Forgiveness: The Way to Peace
By Russell Shaw Herald Columnist
(From the issue of 9/23/04)
One of the conversation starters around our house is a set of brightly
colored coasters bearing the smiling face of Nelson Mandela. They're a
memento of the time our youngest daughter spent in South Africa several
years ago, teaching as a volunteer in a mission school in the country's
northern hinterland.
Colored coasters may not be the loftiest imaginable tribute to a
statesman or even an appropriate one, but I'm glad to have these. If any
government figure of our day deserves all the recognition he gets, it's
Nelson Mandela, South Africa's former president — and "Uncle" Nelson to his
adoring people.
When my daughter was in South Africa, I spent some time there traveling
and talking to people. My overwhelming impression of this big, strikingly
beautiful country was of enormous human and natural resources alongside
enormous problems, including gross poverty and widespread AIDS.

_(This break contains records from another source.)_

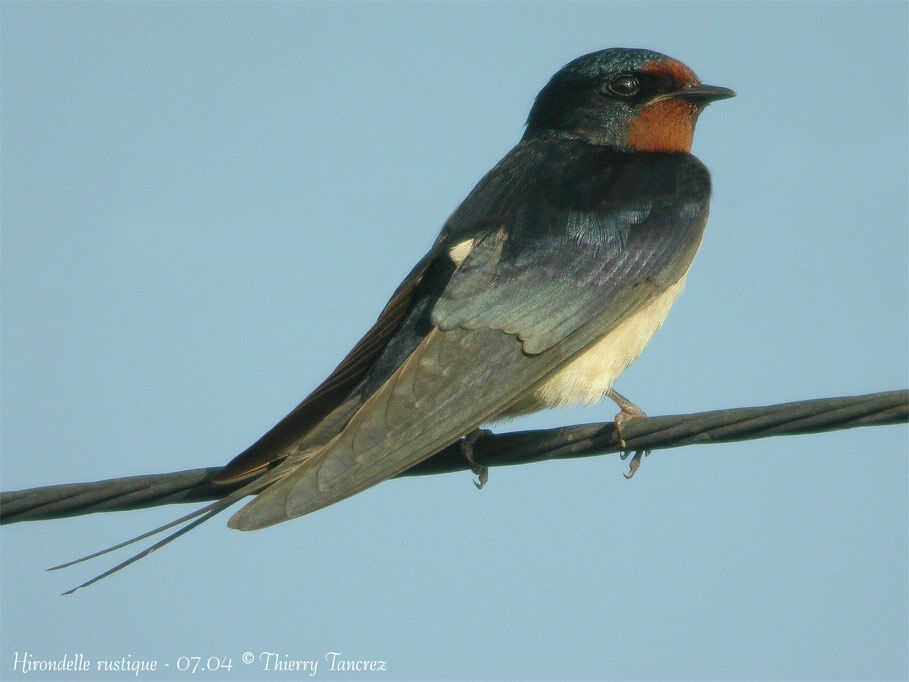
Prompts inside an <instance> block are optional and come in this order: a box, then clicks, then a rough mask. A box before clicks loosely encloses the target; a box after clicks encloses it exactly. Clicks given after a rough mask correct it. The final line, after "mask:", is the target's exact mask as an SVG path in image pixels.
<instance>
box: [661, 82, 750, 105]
mask: <svg viewBox="0 0 909 682" xmlns="http://www.w3.org/2000/svg"><path fill="white" fill-rule="evenodd" d="M666 96H667V97H677V98H678V99H685V100H688V101H689V102H694V103H695V104H700V105H701V106H707V105H708V104H710V103H711V102H716V101H717V100H719V99H729V98H730V97H735V91H733V90H730V89H729V88H721V87H719V86H718V85H692V86H691V87H689V88H685V89H684V90H676V91H675V92H670V93H669V94H668V95H666Z"/></svg>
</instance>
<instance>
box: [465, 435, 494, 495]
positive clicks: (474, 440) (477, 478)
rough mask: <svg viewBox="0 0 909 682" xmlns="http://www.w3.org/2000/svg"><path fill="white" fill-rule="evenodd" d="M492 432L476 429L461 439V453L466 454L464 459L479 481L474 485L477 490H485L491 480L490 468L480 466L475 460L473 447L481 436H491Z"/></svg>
mask: <svg viewBox="0 0 909 682" xmlns="http://www.w3.org/2000/svg"><path fill="white" fill-rule="evenodd" d="M490 433H492V431H489V430H488V429H474V430H473V431H471V432H470V433H468V434H467V435H466V436H464V437H463V438H462V439H461V452H463V453H464V459H466V460H467V462H468V464H470V470H471V471H472V472H473V473H474V474H476V477H477V480H476V481H473V484H474V485H475V486H476V487H477V490H480V489H482V488H483V486H484V485H486V482H487V481H488V480H489V467H488V466H486V465H485V464H478V463H477V462H476V461H474V458H473V445H474V443H476V442H477V439H478V438H479V437H480V436H485V435H489V434H490Z"/></svg>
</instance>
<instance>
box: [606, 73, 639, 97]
mask: <svg viewBox="0 0 909 682" xmlns="http://www.w3.org/2000/svg"><path fill="white" fill-rule="evenodd" d="M606 88H607V89H608V90H609V92H611V93H612V94H613V95H618V96H619V97H634V96H635V95H636V94H638V91H639V90H640V89H641V83H640V81H638V79H637V78H635V77H634V76H632V75H631V74H630V73H623V74H622V75H621V76H616V77H615V78H613V79H612V80H611V81H609V83H608V84H607V86H606Z"/></svg>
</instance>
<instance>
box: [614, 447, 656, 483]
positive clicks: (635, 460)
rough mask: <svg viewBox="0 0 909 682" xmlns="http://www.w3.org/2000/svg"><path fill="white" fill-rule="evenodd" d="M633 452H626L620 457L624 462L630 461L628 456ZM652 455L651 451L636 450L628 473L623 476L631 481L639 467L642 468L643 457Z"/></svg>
mask: <svg viewBox="0 0 909 682" xmlns="http://www.w3.org/2000/svg"><path fill="white" fill-rule="evenodd" d="M630 454H631V452H630V451H628V450H626V451H625V452H623V453H622V454H621V455H619V457H620V458H621V459H622V460H623V461H624V460H626V459H628V455H630ZM649 454H650V450H635V453H634V457H632V458H631V461H630V462H629V463H628V471H627V472H625V473H624V474H622V475H623V476H624V477H625V478H626V479H628V480H630V479H631V478H632V477H633V476H634V472H635V471H637V470H638V467H639V466H641V457H642V456H644V457H647V456H648V455H649Z"/></svg>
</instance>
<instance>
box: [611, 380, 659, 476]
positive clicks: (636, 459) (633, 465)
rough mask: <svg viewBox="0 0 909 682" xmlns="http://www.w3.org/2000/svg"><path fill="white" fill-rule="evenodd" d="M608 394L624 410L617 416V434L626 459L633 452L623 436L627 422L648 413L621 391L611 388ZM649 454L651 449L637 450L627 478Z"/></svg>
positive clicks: (640, 464)
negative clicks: (622, 394) (645, 412)
mask: <svg viewBox="0 0 909 682" xmlns="http://www.w3.org/2000/svg"><path fill="white" fill-rule="evenodd" d="M606 395H608V396H609V398H610V399H612V400H613V402H615V404H616V405H618V406H619V409H621V410H622V411H621V412H619V413H618V414H617V415H616V416H615V434H616V436H617V437H618V439H619V447H620V448H622V450H623V452H622V454H621V455H620V456H621V458H622V460H623V461H624V460H626V459H628V456H629V455H630V454H631V451H630V450H628V445H627V443H625V438H624V437H623V436H622V431H623V429H624V428H625V424H626V423H628V422H629V421H630V420H632V419H637V418H639V417H646V416H647V415H646V414H644V410H642V409H641V408H640V407H638V406H637V405H635V404H634V403H633V402H631V401H630V400H628V398H626V397H625V396H623V395H622V394H621V393H618V392H616V391H613V390H612V389H609V391H608V392H607V393H606ZM649 454H650V450H635V451H634V456H633V457H632V458H631V461H630V462H629V463H628V472H627V473H625V474H624V476H625V478H628V479H630V478H631V477H632V476H634V472H636V471H637V470H638V467H640V466H641V458H642V457H646V456H647V455H649Z"/></svg>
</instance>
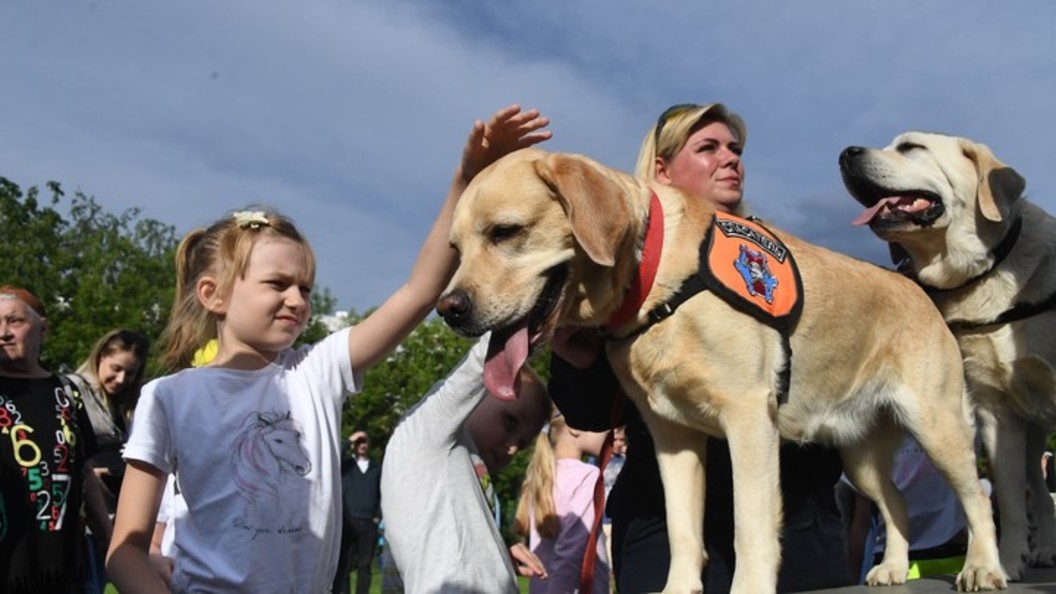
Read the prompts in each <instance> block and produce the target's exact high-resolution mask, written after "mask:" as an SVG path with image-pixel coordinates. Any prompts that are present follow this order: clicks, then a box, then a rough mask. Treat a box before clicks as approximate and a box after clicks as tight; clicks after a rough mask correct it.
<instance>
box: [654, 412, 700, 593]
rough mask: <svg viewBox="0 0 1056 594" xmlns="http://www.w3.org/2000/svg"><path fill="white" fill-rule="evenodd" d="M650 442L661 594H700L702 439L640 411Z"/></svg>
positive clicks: (690, 431) (672, 424) (698, 435)
mask: <svg viewBox="0 0 1056 594" xmlns="http://www.w3.org/2000/svg"><path fill="white" fill-rule="evenodd" d="M643 416H644V417H645V421H646V424H647V425H648V428H649V432H650V433H652V434H653V441H654V442H655V443H656V449H657V462H658V463H659V466H660V480H661V481H662V482H663V487H664V504H665V507H666V512H667V542H668V545H670V546H671V565H670V567H668V569H667V583H666V584H665V586H664V589H663V591H664V593H665V594H691V593H692V594H700V593H702V592H703V591H704V586H703V583H702V582H701V580H700V573H701V571H702V570H703V568H704V564H706V563H708V553H706V552H705V551H704V487H705V485H704V464H705V461H706V456H705V453H706V449H708V435H705V434H704V433H701V432H699V431H695V430H693V429H689V428H686V427H684V426H682V425H676V424H674V423H671V422H668V421H664V420H662V419H660V417H658V416H656V415H655V414H646V413H643Z"/></svg>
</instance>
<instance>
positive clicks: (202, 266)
mask: <svg viewBox="0 0 1056 594" xmlns="http://www.w3.org/2000/svg"><path fill="white" fill-rule="evenodd" d="M206 233H207V231H206V229H204V228H203V229H194V230H192V231H191V233H189V234H187V236H186V237H185V238H184V240H183V241H181V242H180V247H178V248H176V295H175V299H174V300H173V302H172V312H171V313H170V315H169V324H168V327H166V329H165V333H164V335H163V338H162V342H163V344H164V345H165V350H164V352H163V353H162V361H163V363H164V364H165V365H166V366H167V367H169V368H170V369H183V368H185V367H189V366H190V363H191V358H192V357H193V356H194V351H195V350H197V348H199V347H201V346H202V345H205V344H206V342H207V341H208V340H209V339H210V338H215V337H216V336H215V334H216V330H215V323H214V322H213V320H212V316H211V315H210V313H209V311H208V310H206V309H205V307H204V305H203V304H202V302H201V301H199V298H197V290H196V286H197V278H199V276H201V274H202V273H203V272H205V270H208V265H207V263H206V262H203V260H206V258H204V257H203V254H201V252H202V249H200V247H201V244H202V243H203V239H204V238H205V236H206Z"/></svg>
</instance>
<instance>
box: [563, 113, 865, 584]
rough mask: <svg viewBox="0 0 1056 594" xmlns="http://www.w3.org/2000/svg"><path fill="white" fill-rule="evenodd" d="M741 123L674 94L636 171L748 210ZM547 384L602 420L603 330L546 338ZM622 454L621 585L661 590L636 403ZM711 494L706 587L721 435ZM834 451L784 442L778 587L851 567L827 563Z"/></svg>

I also learned something else: that the nation's greatest human resource
was Mandela, who was president when I was there. He'd spent long years in
jail under the apartheid regime (his prison, far out in Cape Town's gorgeous
bay, was and is a popular tourist site). After being released, instead of
preaching vengeance as many others would have done, he preached
reconciliation instead. If his country ever realizes its potential as a
richly endowed multiracial society, that will largely be his legacy.

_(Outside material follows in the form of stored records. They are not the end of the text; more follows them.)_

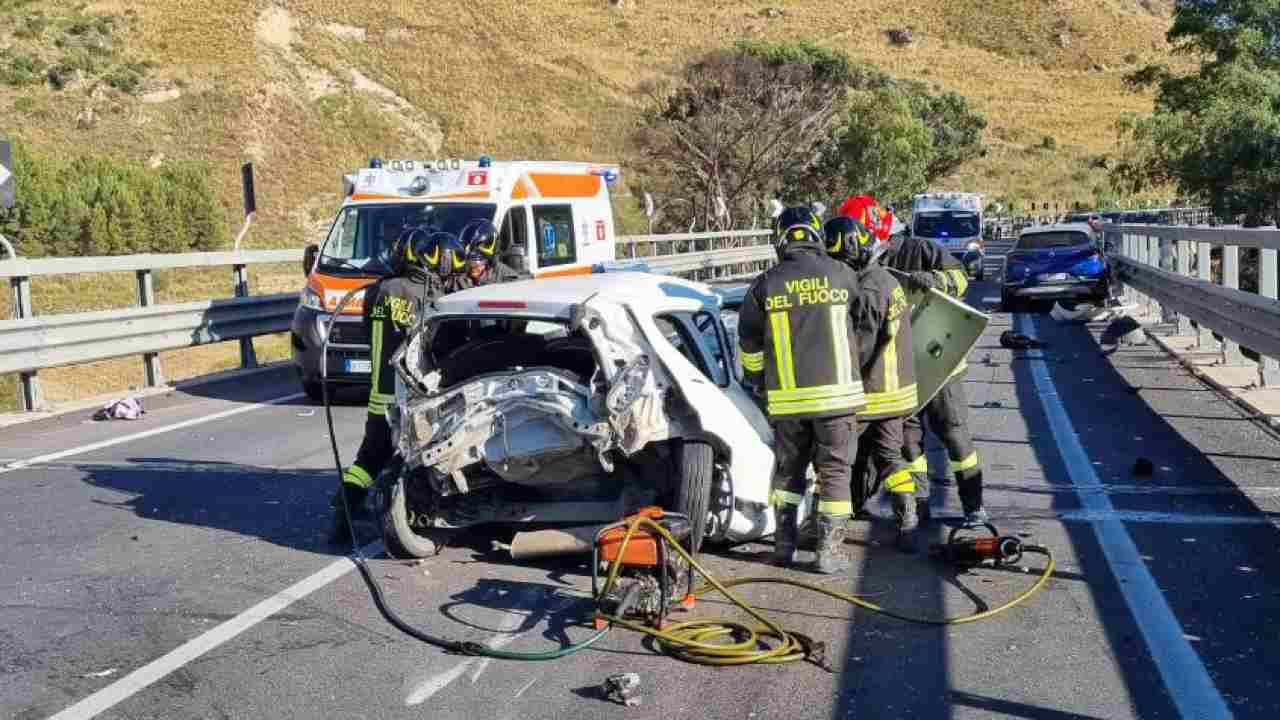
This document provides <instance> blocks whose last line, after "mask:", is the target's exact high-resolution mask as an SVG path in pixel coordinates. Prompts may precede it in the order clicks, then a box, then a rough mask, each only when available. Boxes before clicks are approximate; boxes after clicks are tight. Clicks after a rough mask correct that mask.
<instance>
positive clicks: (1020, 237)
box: [1018, 232, 1093, 250]
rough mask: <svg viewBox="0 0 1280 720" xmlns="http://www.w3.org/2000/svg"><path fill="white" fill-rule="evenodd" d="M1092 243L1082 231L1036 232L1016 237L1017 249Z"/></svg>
mask: <svg viewBox="0 0 1280 720" xmlns="http://www.w3.org/2000/svg"><path fill="white" fill-rule="evenodd" d="M1092 243H1093V241H1092V240H1089V236H1088V234H1087V233H1083V232H1037V233H1028V234H1024V236H1023V237H1020V238H1018V250H1051V249H1055V247H1076V246H1080V245H1092Z"/></svg>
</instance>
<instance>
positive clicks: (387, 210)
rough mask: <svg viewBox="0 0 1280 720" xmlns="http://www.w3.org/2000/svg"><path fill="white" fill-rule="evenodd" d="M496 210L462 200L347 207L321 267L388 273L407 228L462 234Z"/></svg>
mask: <svg viewBox="0 0 1280 720" xmlns="http://www.w3.org/2000/svg"><path fill="white" fill-rule="evenodd" d="M495 209H497V208H495V206H494V205H492V204H458V202H447V204H430V202H403V204H387V205H355V206H349V208H343V209H342V211H340V213H338V219H337V220H334V223H333V228H332V229H330V231H329V237H328V240H325V243H324V249H323V252H321V255H320V263H319V269H320V270H321V272H325V273H332V274H385V273H388V272H390V249H392V245H393V243H394V242H396V238H397V237H399V234H401V232H403V231H404V229H406V228H411V227H421V228H424V229H426V231H428V232H447V233H452V234H458V233H460V232H461V231H462V228H463V225H466V224H467V223H470V222H471V220H476V219H485V220H493V219H494V211H495Z"/></svg>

I was reminded of these things while reading two books. One is the
well-known Clash of Civilizations by Harvard's Samuel Huntington, a
volume possibly more persuasive now than when it appeared in 1996. The other
is a slim book called Forgiveness in International Politics,
published earlier this year by the U.S. Conference of Catholic Bishops. It's
the work of journalist William Bole, Father Drew Christiansen, S.J., a
specialist in international affairs, and Robert T. Hennemeyer, a former U.S.
ambassador. (To order copies call 1-800-235-8722.)

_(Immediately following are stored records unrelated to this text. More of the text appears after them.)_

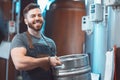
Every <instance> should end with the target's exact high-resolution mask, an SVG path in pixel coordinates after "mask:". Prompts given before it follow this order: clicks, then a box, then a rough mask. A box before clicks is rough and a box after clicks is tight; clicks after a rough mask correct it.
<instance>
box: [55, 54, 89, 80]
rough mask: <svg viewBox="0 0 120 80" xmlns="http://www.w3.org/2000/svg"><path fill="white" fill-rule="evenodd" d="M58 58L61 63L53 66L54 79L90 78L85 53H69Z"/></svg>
mask: <svg viewBox="0 0 120 80" xmlns="http://www.w3.org/2000/svg"><path fill="white" fill-rule="evenodd" d="M59 58H60V60H61V62H62V65H60V66H56V67H54V68H53V75H54V80H91V76H90V72H91V67H90V65H89V57H88V55H87V54H71V55H65V56H61V57H59Z"/></svg>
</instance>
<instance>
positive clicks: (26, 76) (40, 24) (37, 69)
mask: <svg viewBox="0 0 120 80" xmlns="http://www.w3.org/2000/svg"><path fill="white" fill-rule="evenodd" d="M23 15H24V21H25V24H26V25H27V28H28V30H27V31H26V32H23V33H21V34H17V35H16V36H15V37H14V38H13V40H12V43H11V58H12V60H13V63H14V65H15V68H16V69H17V70H19V71H21V75H22V78H23V80H52V73H51V70H50V67H51V66H53V67H54V66H57V65H60V64H61V62H60V60H59V58H58V57H57V56H55V55H56V53H57V52H56V45H55V42H54V41H53V40H52V39H50V38H48V37H46V36H45V35H43V34H42V33H40V30H41V28H42V24H43V22H44V19H43V17H42V14H41V9H40V7H39V5H38V4H36V3H30V4H28V5H27V6H26V7H25V8H24V10H23Z"/></svg>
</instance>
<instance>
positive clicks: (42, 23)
mask: <svg viewBox="0 0 120 80" xmlns="http://www.w3.org/2000/svg"><path fill="white" fill-rule="evenodd" d="M25 23H26V24H27V25H28V27H29V28H31V29H33V30H35V31H39V30H40V29H41V27H42V24H43V17H42V14H41V10H40V9H39V8H35V9H31V10H30V11H28V13H27V14H26V18H25Z"/></svg>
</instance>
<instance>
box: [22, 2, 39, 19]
mask: <svg viewBox="0 0 120 80" xmlns="http://www.w3.org/2000/svg"><path fill="white" fill-rule="evenodd" d="M34 8H39V9H40V6H39V5H38V4H37V3H30V4H28V5H27V6H26V7H25V8H24V10H23V16H24V17H25V15H26V14H27V13H28V11H29V10H31V9H34Z"/></svg>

Huntington's thesis is familiar: The world may be in for serious trouble
as fundamentally opposed civilizations compete and clash. Something like
that arguably is happening now in the Middle East, where the American dream
of selling liberal democracy to countries that are part of an increasingly
hostile Islamic civilization looks highly chancy at best.
"In the emerging era," Huntington writes, "clashing civilizations are the
greatest threat to world peace, and an international order based on
civilizations is the surest safeguard against world war."
By contrast, the thesis of Forgiveness in International Politics
is hardly known at all, much less accepted. It is that, with the right
actors doing the right things, forgiveness and reconciliation are a viable
formula for conflict resolution without violence.
It's no mystery why South Africa is the chief real-life example in the
Bole-Christiansen-Hennemeyer book. There aren't that many others. Northern
Ireland, perhaps, which has been creeping toward Protestant-Catholic peace
for years but isn't there yet. A handful of other places — possibly.
Pickings otherwise are slim.
Why did the formula work in South Africa? Exceptional leaders had
everything to do with it: Mandela, Archbishop Desmond Tutu, certain white
politicians who, whatever their faults, recognized that apartheid's day had
passed. These people had the moral imagination to make reconciliation work.
This approach won't work everywhere. Try forgiving a terrorist, and see
what it gets you. But given favorable conditions and people willing to try,
forgiveness and reconciliation do stand a chance. In a blurb for the book,
Mary Ann Glendon, Harvard law professor and president of the Pontifical
Academy of Social Sciences, hopes many will have "the courage to set out
upon that path." Amen to that.
Shaw is a freelance writer from Washington, D.C.